Vers une épistémologie de la fabrique des territoires: techniques, esthétiques et gouvernances en débat

 
1. Positionnement théorique
 
Dans le cadre de notre programme de travail pour le précédent pluriannuel « Complexité des modèles de compréhension de la ville contemporaine, statut et rôle de l'architecture à l'échelle territoriale », nous avons répondu à l'appel à projet de recherche du BRAUP sur le thème de l'Architecture de la Grande Echelle. Notre recherche « Inventer les futurs de la métropole lilloise : échelles, modèles et scénarios. Une métropole transfrontalière en projet(s) », interrogeait le regard, et les méthodes de l'architecte et du paysagiste, ainsi que les contenus de l'architecture et du paysage à l'échelle du territoire, en associant l'enseignement du projet et la recherche. Nous pouvons aujourd'hui souligner la fécondité de cette association.

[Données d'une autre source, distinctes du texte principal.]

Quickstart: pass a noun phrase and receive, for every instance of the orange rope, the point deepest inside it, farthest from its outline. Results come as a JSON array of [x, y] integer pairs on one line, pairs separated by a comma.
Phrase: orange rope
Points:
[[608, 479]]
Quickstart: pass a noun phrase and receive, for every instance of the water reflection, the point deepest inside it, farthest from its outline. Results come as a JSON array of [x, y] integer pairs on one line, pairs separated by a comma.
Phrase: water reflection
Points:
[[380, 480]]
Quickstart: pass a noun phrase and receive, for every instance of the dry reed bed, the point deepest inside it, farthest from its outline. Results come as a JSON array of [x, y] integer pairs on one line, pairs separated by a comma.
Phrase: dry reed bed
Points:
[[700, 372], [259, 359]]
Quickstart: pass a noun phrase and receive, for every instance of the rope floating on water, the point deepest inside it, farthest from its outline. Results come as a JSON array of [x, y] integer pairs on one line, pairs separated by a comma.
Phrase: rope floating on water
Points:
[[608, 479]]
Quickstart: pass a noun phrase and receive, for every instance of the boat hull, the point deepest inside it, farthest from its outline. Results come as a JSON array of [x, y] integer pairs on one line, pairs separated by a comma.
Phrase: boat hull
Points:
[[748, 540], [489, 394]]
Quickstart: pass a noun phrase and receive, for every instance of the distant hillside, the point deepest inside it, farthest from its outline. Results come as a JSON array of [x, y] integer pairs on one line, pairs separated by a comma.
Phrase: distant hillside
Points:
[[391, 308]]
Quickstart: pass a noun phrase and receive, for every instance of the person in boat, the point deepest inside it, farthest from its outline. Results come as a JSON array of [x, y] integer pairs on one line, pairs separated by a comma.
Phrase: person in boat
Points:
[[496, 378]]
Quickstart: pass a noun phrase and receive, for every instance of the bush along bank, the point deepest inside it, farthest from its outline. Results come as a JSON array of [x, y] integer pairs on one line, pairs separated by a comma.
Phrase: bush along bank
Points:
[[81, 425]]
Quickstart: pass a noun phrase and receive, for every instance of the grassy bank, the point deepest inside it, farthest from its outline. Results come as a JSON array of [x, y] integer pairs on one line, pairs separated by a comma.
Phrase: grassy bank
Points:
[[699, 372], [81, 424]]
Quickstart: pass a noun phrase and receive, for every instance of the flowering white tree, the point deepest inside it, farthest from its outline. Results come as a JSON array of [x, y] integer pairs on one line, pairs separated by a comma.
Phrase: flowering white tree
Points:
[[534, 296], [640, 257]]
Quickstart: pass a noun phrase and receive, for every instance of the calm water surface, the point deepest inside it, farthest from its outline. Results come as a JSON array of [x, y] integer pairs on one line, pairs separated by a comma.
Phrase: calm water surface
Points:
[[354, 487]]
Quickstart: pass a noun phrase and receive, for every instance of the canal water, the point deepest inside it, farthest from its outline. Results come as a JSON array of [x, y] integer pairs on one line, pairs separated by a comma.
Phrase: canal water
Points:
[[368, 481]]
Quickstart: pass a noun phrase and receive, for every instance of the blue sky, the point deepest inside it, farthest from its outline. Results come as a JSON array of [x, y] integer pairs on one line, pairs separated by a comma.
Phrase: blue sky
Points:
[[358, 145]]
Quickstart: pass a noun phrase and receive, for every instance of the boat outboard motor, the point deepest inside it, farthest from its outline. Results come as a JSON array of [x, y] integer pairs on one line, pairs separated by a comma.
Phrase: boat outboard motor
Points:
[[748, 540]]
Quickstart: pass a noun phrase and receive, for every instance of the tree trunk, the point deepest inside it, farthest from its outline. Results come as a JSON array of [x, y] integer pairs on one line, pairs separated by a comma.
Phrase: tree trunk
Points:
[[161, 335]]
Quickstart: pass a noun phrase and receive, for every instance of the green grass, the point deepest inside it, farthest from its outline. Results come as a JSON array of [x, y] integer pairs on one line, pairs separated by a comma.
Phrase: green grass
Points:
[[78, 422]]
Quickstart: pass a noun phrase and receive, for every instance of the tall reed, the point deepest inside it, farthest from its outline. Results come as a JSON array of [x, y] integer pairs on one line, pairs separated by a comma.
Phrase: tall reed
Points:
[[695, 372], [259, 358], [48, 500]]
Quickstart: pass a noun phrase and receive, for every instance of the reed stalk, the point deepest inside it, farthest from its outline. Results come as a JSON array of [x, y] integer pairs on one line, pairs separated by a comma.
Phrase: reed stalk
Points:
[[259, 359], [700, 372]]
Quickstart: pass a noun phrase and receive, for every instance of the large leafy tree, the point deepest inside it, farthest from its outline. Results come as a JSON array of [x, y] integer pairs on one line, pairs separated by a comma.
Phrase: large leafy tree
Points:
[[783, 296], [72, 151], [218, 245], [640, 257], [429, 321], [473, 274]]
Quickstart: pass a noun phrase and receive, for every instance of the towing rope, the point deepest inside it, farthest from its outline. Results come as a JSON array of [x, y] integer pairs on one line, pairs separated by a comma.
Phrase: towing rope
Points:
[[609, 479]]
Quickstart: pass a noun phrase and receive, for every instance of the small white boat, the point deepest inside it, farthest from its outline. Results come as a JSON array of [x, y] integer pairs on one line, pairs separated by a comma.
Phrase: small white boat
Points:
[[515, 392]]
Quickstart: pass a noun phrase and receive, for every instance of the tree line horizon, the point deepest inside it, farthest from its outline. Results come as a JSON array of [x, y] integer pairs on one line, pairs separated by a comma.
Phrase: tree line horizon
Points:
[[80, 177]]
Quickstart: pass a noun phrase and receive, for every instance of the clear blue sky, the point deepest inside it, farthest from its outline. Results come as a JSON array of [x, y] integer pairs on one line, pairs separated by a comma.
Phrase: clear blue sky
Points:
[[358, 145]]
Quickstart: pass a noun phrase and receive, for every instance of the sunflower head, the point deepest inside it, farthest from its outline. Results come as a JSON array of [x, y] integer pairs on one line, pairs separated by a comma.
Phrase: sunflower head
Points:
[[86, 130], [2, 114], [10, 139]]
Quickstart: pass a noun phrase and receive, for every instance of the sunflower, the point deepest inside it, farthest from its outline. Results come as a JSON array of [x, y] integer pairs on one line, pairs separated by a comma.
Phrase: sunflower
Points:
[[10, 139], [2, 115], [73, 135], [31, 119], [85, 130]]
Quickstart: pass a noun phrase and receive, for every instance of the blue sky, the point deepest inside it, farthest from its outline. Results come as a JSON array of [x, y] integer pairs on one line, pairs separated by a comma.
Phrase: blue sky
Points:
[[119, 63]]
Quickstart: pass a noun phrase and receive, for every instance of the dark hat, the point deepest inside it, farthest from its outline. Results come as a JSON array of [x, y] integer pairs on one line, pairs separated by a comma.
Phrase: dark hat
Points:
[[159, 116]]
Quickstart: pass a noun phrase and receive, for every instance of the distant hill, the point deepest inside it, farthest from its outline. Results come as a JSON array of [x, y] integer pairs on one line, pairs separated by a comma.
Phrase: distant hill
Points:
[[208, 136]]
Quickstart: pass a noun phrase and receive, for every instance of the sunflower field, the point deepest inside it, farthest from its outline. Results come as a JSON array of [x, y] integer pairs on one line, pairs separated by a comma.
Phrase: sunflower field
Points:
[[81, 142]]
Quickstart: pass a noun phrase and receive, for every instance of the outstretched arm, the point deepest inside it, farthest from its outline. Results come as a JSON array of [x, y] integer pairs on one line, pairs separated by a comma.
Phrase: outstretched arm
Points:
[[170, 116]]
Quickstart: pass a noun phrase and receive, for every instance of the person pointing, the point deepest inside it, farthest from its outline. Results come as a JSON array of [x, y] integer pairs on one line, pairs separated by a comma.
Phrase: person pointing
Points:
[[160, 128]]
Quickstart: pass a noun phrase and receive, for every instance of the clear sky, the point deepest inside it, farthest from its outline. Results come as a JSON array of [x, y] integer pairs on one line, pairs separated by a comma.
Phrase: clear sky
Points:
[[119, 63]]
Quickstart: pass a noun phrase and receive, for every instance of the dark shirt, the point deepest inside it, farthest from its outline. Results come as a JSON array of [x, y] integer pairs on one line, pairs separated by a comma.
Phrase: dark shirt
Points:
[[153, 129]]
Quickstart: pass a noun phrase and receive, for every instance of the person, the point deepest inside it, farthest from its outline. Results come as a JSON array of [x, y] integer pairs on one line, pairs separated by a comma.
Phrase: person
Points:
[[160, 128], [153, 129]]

En effet, ce jalon pour nous essentiel permet aujourd'hui de poser la « Fabrique des territoires » comme objet de recherche en architecture et en paysage. Il s'agit d'interroger non seulement les phénomènes à l'échelle territoriale, mais aussi les projets et les discours ainsi que leurs interrelations.
 
La première question est celle des modèles de pensée, tels que : histoire de l'urbanisme, normes géographiques, représentations, etc.
Elle concerne en premier lieu Urbanisme et urbanisation : L'histoire de l'urbanisme (la pensée sur la ville) ne recouvre pas toute l'histoire de l'urbanisation (les formes spatiales du et dans le territoire). Comment d'autres outils, et d'autres sources que les archives de l'urbanisme, peuvent-ils mettre à jour des processus d'urbanisation autres que ceux centrés sur les villes ?
Le second couple de notions qui mérite d'être interrogé est la relation entre Quantitatif et qualitatif : Les définitions géographiques corroborent des modèles convenus du territoire . Quelles mesures, images et notions développe-t-on pour appréhender les formes d'urbanisation en dehors - ou en amont - de ces modèles ? Comment travailler avec la grande quantité de données, d'informations - et leur non-hiérarchisation - contemporaine pour qualifier les situations urbaines ?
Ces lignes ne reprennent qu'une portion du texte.